IV 2010 Ph.D. Forum Participants and Abstracts
 
Vehicle Communication
 
Analytical Modeling of Delay-Tolerant Data Dissemination in Vehicular Networks
Ashish AgarwalProf. Thomas D.C. Little
Electrical and Computer Engineering, 2010Boston University
Vehicular networking is an emerging technology to support applications involving communications between vehicles, between vehicles and fixed access points, and between vehicles and the Internet cloud. The goal is to enable vehicles to exchange information for improved safety through situational awareness, enhanced convenience, and achieve increased levels of efficiency in time and energy consumption. Safety messaging, real-time traffic updates, remote diagnostics, Internet access and in-car entertainment are examples of applications targeted by this technology.
    This dissertation considers communication and networking among vehicles that are constrained to navigable roadways. We propose a novel routing technique that incorporates attributed (labeled) messaging; geographic routing; and delay tolerant networking techniques in a solution that operates in a network characterized by rapid mobility and time-varying partitioning (fragmentation). An analytical model is developed to demonstrate the performance of opportunistic data exchange in a delay tolerant network setting.
    Contributions of the work include revelation of phase transition behavior due to vehicle density and transmission range. We are able to identify regimes of density where gains are achieved by exploiting the opportunistic contacts between vehicles traveling in opposing directions.

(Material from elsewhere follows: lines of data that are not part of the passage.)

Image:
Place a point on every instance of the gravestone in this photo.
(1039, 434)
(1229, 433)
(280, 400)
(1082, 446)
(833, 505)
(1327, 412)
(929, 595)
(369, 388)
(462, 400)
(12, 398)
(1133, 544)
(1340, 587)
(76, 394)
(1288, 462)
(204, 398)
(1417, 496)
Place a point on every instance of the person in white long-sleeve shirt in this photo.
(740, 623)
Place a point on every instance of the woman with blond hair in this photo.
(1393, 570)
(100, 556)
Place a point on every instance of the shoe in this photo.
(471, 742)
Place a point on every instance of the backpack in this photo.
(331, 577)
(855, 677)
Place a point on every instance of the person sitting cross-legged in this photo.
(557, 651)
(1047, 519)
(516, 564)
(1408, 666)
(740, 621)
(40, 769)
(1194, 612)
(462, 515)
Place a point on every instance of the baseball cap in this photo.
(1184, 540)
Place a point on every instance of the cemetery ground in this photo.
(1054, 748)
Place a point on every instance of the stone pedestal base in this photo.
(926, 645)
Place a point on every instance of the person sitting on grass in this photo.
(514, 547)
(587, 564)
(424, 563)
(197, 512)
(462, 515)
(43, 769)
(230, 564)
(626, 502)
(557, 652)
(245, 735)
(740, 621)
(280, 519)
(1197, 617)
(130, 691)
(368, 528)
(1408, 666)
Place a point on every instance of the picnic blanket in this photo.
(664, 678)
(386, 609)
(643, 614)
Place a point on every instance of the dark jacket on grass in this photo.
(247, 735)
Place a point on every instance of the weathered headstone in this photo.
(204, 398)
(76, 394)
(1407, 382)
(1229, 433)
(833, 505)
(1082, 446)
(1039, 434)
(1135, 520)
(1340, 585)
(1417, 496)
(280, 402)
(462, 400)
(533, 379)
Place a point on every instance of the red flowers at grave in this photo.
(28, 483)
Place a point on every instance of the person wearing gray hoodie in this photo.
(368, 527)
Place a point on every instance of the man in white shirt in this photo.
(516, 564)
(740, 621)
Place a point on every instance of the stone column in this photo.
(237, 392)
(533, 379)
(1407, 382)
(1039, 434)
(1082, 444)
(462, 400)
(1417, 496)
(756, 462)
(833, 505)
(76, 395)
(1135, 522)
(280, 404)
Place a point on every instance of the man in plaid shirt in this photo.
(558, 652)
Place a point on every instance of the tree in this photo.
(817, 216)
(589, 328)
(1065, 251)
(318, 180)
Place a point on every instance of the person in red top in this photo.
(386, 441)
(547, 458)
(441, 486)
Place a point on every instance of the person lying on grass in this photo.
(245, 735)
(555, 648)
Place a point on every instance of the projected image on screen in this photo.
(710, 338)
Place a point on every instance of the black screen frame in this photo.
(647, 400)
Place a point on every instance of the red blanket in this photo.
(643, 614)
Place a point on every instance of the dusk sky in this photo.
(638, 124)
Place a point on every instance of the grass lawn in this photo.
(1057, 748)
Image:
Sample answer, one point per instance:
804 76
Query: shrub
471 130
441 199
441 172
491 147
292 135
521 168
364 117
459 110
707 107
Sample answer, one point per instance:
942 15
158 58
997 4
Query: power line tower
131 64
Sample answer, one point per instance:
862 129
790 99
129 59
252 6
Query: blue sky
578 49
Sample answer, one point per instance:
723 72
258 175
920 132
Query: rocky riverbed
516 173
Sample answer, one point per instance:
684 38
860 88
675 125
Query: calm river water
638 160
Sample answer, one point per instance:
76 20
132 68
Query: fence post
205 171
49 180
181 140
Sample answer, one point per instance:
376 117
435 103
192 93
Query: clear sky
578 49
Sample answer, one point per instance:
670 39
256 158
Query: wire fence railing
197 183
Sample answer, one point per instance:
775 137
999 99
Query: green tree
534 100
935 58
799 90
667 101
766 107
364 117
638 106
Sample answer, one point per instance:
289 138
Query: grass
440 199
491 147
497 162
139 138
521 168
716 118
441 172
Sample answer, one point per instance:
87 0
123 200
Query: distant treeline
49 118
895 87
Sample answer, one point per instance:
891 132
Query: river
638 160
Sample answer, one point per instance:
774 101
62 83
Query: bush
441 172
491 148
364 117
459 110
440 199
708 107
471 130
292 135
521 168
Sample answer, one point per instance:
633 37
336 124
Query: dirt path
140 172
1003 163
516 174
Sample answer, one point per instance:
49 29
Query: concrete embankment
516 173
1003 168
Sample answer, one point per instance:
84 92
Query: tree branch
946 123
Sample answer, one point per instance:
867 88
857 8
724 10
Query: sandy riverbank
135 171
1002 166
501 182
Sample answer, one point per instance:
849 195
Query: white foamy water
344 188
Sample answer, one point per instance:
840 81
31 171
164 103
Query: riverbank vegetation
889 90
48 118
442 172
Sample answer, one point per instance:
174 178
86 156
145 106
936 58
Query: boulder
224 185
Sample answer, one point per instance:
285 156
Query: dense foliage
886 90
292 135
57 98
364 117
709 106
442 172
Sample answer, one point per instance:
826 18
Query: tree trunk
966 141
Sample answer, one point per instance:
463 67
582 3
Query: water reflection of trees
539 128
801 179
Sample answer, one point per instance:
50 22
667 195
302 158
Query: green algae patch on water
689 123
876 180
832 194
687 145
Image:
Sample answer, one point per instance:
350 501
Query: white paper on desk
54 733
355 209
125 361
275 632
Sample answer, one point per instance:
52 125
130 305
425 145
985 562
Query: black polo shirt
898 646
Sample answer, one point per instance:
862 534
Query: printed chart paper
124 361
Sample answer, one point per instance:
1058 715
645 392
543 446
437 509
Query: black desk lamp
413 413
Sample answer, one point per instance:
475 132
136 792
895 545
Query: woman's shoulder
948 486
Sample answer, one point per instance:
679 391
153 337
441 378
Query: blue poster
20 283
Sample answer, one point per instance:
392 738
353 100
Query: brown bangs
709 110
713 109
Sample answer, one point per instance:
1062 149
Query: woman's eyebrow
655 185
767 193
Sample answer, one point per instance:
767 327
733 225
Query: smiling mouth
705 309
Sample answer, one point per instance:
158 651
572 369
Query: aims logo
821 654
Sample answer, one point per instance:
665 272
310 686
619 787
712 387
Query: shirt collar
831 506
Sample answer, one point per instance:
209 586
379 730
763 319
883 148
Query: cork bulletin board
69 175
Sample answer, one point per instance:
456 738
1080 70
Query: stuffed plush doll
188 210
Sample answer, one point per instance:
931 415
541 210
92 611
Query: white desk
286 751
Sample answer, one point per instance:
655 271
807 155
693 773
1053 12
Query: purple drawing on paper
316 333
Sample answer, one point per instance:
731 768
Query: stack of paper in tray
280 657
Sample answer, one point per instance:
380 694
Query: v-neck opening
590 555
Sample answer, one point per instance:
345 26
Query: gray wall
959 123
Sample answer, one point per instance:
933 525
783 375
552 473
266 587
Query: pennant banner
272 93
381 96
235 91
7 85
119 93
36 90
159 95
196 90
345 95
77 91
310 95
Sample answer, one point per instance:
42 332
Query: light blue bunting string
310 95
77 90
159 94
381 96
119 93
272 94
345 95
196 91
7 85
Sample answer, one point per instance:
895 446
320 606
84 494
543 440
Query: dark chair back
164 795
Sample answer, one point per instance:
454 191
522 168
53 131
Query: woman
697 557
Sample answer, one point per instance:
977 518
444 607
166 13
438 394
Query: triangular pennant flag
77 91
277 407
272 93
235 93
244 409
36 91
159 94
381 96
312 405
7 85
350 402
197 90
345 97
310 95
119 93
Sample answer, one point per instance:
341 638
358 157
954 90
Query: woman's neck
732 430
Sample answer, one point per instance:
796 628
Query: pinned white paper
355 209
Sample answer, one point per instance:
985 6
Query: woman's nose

Also significant is the observation that increased mobility of nodes from 0 m/s to 10 m/s yields an order of magnitude increase in the performance of messaging from 0 m/s to 200 m/s. The proposed architecture is compared with existing mobile ad hoc networking schemes and performance gains achieved are detailed. It is demonstrated that in a hybrid environment with intermittently placed access points, large separations are possible when supported by multihop networking. Under delay tolerant networking assumption, minimum delay and maximum propagation rates are achieved for low vehicular traffic densities of 20 vehicles/km, for given parameters. A path based messaging scheme would achieve similar performance at 40 vehicles/km.
 
Evaluating and Improving Broadcast Reliability in Vehicular Ad Hoc Networks
Rex ChenProf. Amelia Regan and Prof. Wen-Long Jin
Computer Science, 2010University of California, Irvine
Traffic congestion and accidents continue to take a toll on our society with congestion impacting billions of dollars in economic cost and millions of traffic accidents annually worldwide. Vehicular Ad hoc Network (VANET) based information systems have considerable promise for improving traffic safety, reducing congestion and increasing environmental efficiency of transportation systems. However, there are numerous technical hurdles for deploying VANET on the road network and its full potential will not be realized until the issues related to communication reliability and security are fully resolved.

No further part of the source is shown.